Chances Are…

Do you have a friend you haven’t seen in years, yet when you finally get together, you fall into a comfortable conversation as though you had seen each other just yesterday?  Good friends are like that.

In Richard Russo’s Chances Are... three college friends reunite on Martha’s Vineyard after years apart, and find they connect as they had years earlier, with an easy camaraderie but haunted by the ghost of the woman they all loved.  The old Johnny Mathis song in the book title creates the theme for Richard Russo’s latest story of relationships as Lincoln, Teddy, and Mickey struggle through a long weekend of memories and surprising revelations.
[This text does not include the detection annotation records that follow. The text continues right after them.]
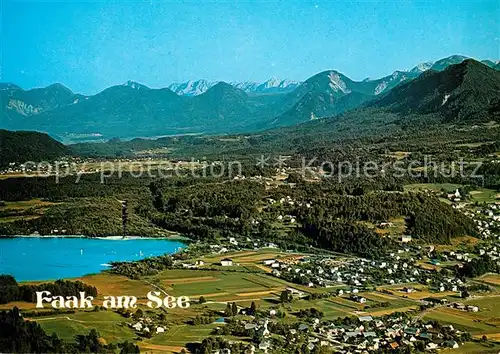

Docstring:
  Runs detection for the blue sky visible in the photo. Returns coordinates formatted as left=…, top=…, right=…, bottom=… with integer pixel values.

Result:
left=0, top=0, right=500, bottom=94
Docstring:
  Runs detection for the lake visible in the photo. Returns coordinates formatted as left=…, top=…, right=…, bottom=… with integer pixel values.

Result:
left=0, top=237, right=185, bottom=281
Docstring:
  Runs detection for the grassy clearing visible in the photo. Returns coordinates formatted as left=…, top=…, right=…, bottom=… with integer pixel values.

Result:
left=424, top=307, right=500, bottom=335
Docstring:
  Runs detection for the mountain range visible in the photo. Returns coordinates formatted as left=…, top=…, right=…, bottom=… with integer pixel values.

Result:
left=0, top=55, right=500, bottom=142
left=168, top=77, right=301, bottom=96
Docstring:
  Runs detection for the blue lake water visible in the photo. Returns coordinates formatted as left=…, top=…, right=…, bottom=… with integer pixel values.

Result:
left=0, top=237, right=185, bottom=281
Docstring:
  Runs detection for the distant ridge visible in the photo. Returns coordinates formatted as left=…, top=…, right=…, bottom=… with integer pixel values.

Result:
left=0, top=129, right=70, bottom=167
left=0, top=55, right=499, bottom=141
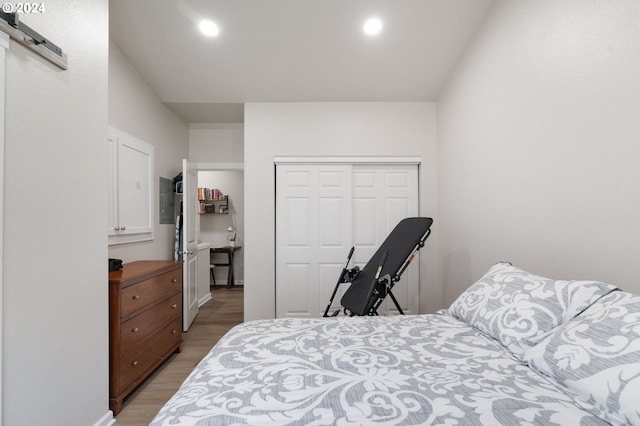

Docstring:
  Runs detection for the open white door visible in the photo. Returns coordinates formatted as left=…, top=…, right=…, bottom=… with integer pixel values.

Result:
left=182, top=160, right=198, bottom=331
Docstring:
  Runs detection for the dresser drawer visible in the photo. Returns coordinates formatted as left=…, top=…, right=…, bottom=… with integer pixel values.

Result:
left=120, top=270, right=182, bottom=318
left=120, top=293, right=182, bottom=356
left=118, top=318, right=182, bottom=392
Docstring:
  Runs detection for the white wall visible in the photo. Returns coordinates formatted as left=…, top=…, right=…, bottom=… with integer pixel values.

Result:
left=189, top=123, right=244, bottom=163
left=198, top=171, right=244, bottom=285
left=243, top=102, right=442, bottom=320
left=109, top=42, right=189, bottom=263
left=438, top=0, right=640, bottom=304
left=1, top=0, right=111, bottom=426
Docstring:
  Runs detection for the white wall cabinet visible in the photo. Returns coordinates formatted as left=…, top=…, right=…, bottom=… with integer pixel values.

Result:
left=107, top=127, right=154, bottom=245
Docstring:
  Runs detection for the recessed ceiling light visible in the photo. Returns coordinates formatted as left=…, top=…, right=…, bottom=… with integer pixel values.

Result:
left=362, top=18, right=382, bottom=36
left=198, top=21, right=220, bottom=37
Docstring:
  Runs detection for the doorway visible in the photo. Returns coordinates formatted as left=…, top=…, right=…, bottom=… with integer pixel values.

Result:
left=196, top=169, right=244, bottom=291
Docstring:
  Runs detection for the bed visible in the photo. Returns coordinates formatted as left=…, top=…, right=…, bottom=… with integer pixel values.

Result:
left=151, top=263, right=640, bottom=426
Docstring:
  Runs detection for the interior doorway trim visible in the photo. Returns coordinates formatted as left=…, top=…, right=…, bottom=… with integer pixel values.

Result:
left=193, top=161, right=244, bottom=172
left=0, top=31, right=9, bottom=423
left=273, top=156, right=422, bottom=164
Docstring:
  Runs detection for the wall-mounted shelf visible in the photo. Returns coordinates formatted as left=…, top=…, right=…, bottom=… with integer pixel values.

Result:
left=198, top=195, right=229, bottom=214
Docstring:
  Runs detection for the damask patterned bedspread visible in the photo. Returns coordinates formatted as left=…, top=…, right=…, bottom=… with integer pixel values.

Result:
left=152, top=313, right=608, bottom=426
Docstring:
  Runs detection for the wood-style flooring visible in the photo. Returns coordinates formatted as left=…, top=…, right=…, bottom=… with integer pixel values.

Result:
left=116, top=287, right=244, bottom=426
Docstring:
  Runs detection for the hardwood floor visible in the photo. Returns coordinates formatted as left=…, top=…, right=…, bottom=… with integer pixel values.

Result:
left=116, top=287, right=244, bottom=426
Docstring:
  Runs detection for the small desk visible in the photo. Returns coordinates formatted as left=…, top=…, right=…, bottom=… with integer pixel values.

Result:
left=210, top=246, right=242, bottom=288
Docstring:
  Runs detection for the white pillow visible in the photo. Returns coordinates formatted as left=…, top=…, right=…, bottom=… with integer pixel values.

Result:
left=524, top=291, right=640, bottom=425
left=447, top=262, right=616, bottom=359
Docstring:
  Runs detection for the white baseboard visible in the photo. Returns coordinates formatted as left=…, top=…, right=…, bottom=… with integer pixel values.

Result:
left=93, top=410, right=116, bottom=426
left=198, top=292, right=213, bottom=308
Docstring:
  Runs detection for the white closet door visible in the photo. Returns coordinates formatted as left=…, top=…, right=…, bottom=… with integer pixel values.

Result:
left=352, top=164, right=420, bottom=315
left=276, top=164, right=351, bottom=317
left=276, top=164, right=419, bottom=318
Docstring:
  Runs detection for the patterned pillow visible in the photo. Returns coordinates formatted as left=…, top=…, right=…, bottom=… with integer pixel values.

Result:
left=448, top=262, right=616, bottom=359
left=524, top=291, right=640, bottom=425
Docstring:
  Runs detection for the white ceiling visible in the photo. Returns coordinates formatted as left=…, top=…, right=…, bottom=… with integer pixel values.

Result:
left=110, top=0, right=494, bottom=122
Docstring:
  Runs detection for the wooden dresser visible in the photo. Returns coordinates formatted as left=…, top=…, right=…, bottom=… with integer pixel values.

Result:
left=109, top=260, right=182, bottom=415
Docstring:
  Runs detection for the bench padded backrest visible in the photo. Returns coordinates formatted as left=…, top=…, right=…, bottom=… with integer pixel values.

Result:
left=340, top=217, right=433, bottom=315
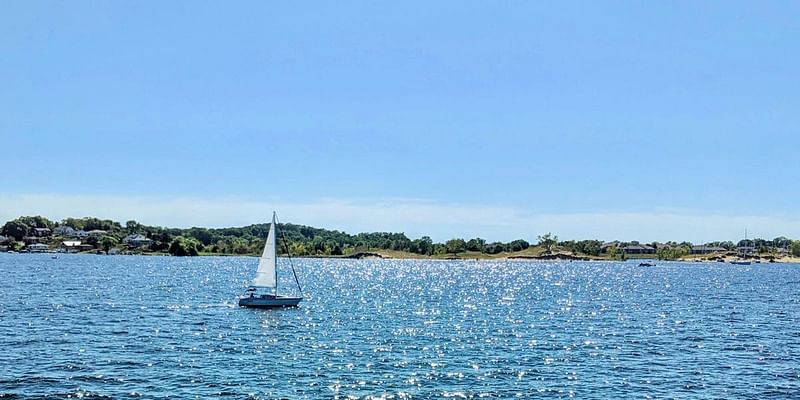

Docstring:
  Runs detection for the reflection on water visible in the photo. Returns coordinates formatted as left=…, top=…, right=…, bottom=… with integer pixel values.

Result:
left=0, top=254, right=800, bottom=399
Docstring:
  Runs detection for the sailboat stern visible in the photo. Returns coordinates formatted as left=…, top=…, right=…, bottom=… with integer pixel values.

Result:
left=239, top=294, right=303, bottom=308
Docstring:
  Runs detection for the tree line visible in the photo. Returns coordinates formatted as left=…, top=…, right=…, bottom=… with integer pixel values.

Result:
left=0, top=216, right=800, bottom=259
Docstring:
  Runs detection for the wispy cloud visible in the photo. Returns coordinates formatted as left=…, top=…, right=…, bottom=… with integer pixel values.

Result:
left=0, top=194, right=800, bottom=242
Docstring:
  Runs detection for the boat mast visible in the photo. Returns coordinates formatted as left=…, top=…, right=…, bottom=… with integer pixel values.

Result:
left=272, top=211, right=278, bottom=297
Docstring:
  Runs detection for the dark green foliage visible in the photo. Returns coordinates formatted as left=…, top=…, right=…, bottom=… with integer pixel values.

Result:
left=169, top=236, right=200, bottom=257
left=506, top=239, right=531, bottom=251
left=2, top=219, right=30, bottom=240
left=444, top=239, right=467, bottom=254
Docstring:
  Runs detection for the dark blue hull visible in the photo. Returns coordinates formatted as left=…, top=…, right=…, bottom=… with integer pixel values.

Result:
left=239, top=295, right=303, bottom=308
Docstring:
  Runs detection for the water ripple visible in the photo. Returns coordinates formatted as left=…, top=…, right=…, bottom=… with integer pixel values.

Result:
left=0, top=254, right=800, bottom=399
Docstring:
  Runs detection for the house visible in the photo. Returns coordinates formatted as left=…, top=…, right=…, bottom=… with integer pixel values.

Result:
left=691, top=244, right=728, bottom=254
left=619, top=244, right=656, bottom=254
left=53, top=225, right=78, bottom=236
left=600, top=242, right=656, bottom=254
left=736, top=246, right=756, bottom=254
left=122, top=233, right=152, bottom=247
left=600, top=242, right=619, bottom=253
left=58, top=240, right=81, bottom=253
left=33, top=228, right=51, bottom=237
left=22, top=236, right=42, bottom=244
left=25, top=243, right=50, bottom=253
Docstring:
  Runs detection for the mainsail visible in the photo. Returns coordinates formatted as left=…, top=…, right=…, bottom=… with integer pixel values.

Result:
left=252, top=213, right=278, bottom=288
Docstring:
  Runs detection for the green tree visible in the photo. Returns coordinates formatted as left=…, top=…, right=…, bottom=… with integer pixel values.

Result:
left=606, top=244, right=617, bottom=259
left=506, top=239, right=531, bottom=251
left=539, top=232, right=558, bottom=253
left=467, top=238, right=486, bottom=253
left=792, top=240, right=800, bottom=257
left=125, top=220, right=142, bottom=234
left=2, top=219, right=30, bottom=240
left=99, top=235, right=119, bottom=254
left=169, top=236, right=200, bottom=257
left=444, top=238, right=467, bottom=254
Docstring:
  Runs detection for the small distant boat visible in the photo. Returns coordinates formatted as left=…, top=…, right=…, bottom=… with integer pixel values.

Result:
left=639, top=262, right=656, bottom=267
left=239, top=212, right=303, bottom=308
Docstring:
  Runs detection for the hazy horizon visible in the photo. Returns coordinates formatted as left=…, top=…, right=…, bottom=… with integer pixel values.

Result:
left=0, top=1, right=800, bottom=242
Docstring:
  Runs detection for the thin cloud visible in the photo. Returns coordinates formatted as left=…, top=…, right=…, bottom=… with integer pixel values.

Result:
left=0, top=194, right=800, bottom=243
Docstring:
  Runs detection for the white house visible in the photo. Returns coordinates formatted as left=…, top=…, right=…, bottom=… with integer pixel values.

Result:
left=61, top=240, right=81, bottom=253
left=53, top=225, right=77, bottom=236
left=26, top=243, right=50, bottom=253
left=33, top=228, right=50, bottom=236
left=122, top=233, right=152, bottom=247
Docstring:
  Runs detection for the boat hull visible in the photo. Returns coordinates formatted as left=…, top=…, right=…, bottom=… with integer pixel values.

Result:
left=239, top=295, right=303, bottom=308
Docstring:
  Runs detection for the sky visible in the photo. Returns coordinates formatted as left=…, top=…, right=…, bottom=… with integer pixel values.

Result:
left=0, top=1, right=800, bottom=242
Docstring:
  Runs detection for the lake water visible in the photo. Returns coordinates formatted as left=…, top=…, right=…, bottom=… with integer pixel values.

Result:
left=0, top=254, right=800, bottom=399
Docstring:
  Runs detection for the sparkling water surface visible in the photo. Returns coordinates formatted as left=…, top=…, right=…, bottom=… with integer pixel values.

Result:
left=0, top=254, right=800, bottom=399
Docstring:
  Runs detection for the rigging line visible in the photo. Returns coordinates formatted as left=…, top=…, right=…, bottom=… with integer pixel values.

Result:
left=275, top=215, right=303, bottom=294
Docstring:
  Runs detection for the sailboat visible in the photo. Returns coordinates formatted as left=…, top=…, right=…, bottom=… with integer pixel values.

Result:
left=731, top=228, right=750, bottom=265
left=239, top=212, right=303, bottom=308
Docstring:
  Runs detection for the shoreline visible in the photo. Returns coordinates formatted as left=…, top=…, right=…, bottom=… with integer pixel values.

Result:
left=7, top=251, right=800, bottom=264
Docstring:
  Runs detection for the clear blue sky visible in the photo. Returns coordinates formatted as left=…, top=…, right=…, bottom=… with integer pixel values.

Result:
left=0, top=1, right=800, bottom=241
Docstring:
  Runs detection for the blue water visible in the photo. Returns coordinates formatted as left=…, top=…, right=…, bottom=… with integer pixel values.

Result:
left=0, top=254, right=800, bottom=399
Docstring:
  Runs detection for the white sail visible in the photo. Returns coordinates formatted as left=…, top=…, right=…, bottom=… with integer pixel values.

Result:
left=252, top=214, right=278, bottom=288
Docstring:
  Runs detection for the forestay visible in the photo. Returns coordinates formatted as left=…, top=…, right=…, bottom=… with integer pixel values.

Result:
left=252, top=214, right=277, bottom=288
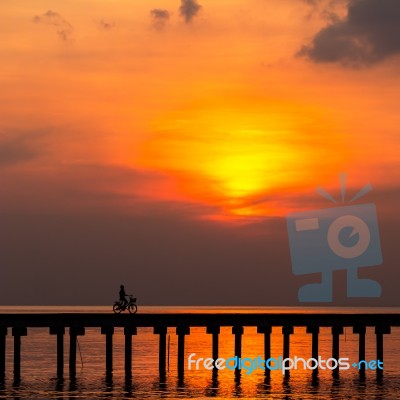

I always imagine Paul Newman as one of Russo’s character, reprising his role in the movie adaptation of Russo’s “Nobody’s Fool.” None of the three main characters in Chances Are seem to have Newman’s charisma but together they present a dazzling composite.  Lincoln is a successful realtor in Las Vegas, who has inherited the house on Martha’s Vineyard from his mother, and is now considering selling it. Teddy is owner of a small publishing house in upstate New York, who suffers from debilitating episodes.  Mickey, who went to Canada for a few years to avoid the Vietnam War draft, is a musician living on the island.

As their pasts are revealed, fathers figure prominently in their influence, all strangely different for each man, from Lincoln’s strict Calvinist father who tolerated no one, to Teddy’s pseudo intellectual father who had no time for anyone, to Mickey’s father of a large family who expected his youngest child and only son to follow his lead.  But the key character and major influence on the three college boys who bonded over working as hashers in a sorority house on campus was one of those sorority sisters – Jacy.  A seemingly free spirit, Jacy was the mascot to their group – their fourth Musketeer.

The mystery of Jacy’s disappearance years ago provides the suspense as the story evolves around the discovery of what really happened.  Russo delivers a surprising solution in his big reveal at the end of the novel, but the satisfaction of reading how each man developed and maintained a sense of community overwhelms the finale.

Russo, with acerbic wit and irreverence balances stories of his characters coming of age after college with their inevitable struggles as they are entering old age years later when they meet again. Their bond seems to have been the girl but Russo confirms they still have a strong connection beyond their youthful adoration of Jacy. They were there for each other as young men and Russo refreshes their connection years later.  Can their friendship last after all the secrets are revealed? Chances are their chances are awfully good…

City of Friends by Joanna Trollope

9781509823444_p0_v1_s192x300  Joanna Trollope first came to my attention seventeen years ago around the office water cooler.  Two high-ranking professional women were extolling Trollope’s knack for using domestic issues to highlight how to deal with people – chick lit for career minded intellectuals.  Now I get it; I finally got around to reading one of her books, her latest – City of Friends – Trollope’s twentieth novel.

The book revolves around four women – all friends since college days as economics majors, and all successful in their careers twenty years later, and, most importantly, all still in touch with one another.  If you have been fortunate to sustain a friendship over twenty years, you will understand the inordinate pleasure of having someone know your history but you will also know the conscious effort needed to stay connected through inevitable changes in lives.  Imagine multiplying all this by four.  Communication across two women is manageable, with three it gets a little harder, with four the possibilities for misunderstandings and crossed wires are inevitable.  Trollope juggles across the lives of these four friends, with the emphasis on the cost of a successful career for women in both friendship and family.

When Stacey, a private equity executive loses her job when she asks for more flexible hours to care for her mother who has dementia, the crisis triggers a string of confrontations with her friends: banker Gaby, academic Beth, and consultant Melissa, who have their own problems as they juggle family commitments and high-pressure careers. Trollope follows Melissa’s anxiety over her son reconnecting with his father (whom she never married), Beth’s betrayal by her lover Claire, and Gaby’s struggle with her stay-at-home husband.  While the plot sounds reminiscent of a Maeve Binchy drama, Trollope’s storytelling uses empathy and energy to  realistically reveal the serious underlying difficulties for women trying to combine family and career.  Of course, not all is heavy drama – who knew the most important tips for giving a good speech were to wear expensive shoes and not touch your hair.

Trollope’s story in City of Friends was a light pleasure – easy to read but with some substance.  In an interview Trollope stated:

“I really believe we learn more about the human condition from fiction than we do from anything else…I think novels help people survive…”

I’m glad I finally read one of Trollope’s books.  I will look for more.